W serii E wydaje mi się że kluczowe jest opanowanie drapiącej ziarnistości dźwięku w wyższych modelach, SR80e są powiedzmy od tego wolne. Już SR225e nie były na moje ucho. PS500e mają też pewien problem z sopranem który nei ustępuje nawet po wygrzaniu. Jest tam jakieś podbicie w pewnym miejscu które potrafi się dać we znaki, oprócz tego są okej.
Ogólnie warto je trzymać ze względu na wyżej wymienione przez kolegę cechy, Grado na pewno są fajne jak ktoś nie ma dobrego szybkiego zadziornego źródła.
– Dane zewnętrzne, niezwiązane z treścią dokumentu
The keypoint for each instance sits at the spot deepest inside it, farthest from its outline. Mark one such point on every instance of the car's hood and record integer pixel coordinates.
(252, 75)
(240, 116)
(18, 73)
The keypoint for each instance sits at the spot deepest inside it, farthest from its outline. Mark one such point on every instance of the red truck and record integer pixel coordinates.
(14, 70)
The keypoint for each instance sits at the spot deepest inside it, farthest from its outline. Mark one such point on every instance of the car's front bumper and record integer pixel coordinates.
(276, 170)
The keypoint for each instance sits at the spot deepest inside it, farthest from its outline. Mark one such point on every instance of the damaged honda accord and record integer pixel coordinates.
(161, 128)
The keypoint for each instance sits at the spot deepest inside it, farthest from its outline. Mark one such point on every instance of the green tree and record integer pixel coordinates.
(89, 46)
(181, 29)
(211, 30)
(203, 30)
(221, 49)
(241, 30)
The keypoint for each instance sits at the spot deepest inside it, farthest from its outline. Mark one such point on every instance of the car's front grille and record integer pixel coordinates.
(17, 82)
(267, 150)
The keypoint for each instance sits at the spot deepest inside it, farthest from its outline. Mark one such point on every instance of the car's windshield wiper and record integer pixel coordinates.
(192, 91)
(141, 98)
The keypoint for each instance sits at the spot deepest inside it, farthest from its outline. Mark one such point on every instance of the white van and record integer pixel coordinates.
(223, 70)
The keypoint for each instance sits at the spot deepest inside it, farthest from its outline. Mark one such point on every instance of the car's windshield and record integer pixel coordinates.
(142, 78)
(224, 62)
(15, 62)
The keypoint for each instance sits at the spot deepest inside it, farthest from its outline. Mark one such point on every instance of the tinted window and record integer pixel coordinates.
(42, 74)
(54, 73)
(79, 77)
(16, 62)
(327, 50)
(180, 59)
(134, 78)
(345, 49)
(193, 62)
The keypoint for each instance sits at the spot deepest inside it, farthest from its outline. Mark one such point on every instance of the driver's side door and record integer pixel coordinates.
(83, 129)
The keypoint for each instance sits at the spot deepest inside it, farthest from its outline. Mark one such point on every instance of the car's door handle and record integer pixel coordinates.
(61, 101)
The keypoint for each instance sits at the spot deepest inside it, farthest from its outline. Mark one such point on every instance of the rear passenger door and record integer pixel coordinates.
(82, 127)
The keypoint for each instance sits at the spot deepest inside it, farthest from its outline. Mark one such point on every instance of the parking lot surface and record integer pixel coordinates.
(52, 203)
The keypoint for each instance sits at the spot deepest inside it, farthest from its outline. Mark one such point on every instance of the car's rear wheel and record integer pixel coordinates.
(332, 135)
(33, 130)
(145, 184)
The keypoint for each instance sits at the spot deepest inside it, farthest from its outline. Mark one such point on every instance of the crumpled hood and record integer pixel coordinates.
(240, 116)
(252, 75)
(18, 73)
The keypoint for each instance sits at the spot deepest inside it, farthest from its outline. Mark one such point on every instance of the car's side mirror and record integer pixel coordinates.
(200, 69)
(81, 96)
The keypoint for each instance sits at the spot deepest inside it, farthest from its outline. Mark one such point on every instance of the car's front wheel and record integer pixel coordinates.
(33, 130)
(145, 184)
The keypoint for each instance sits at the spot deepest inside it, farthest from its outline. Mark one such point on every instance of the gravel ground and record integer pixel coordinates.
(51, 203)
U mnie jakoś po zakupie Qutesta po pewnym czasie ich los stał się chyba przesądzony, bo przestałem widzieć sens w trzymaniu słuchawek które lubiłem głównie za te wymienione cechy przy opisie RS1e, a które dał mi właśnie DAC Chorda. No i jakoś tak wszystkie powoli wyszły i na razie nie wróciły.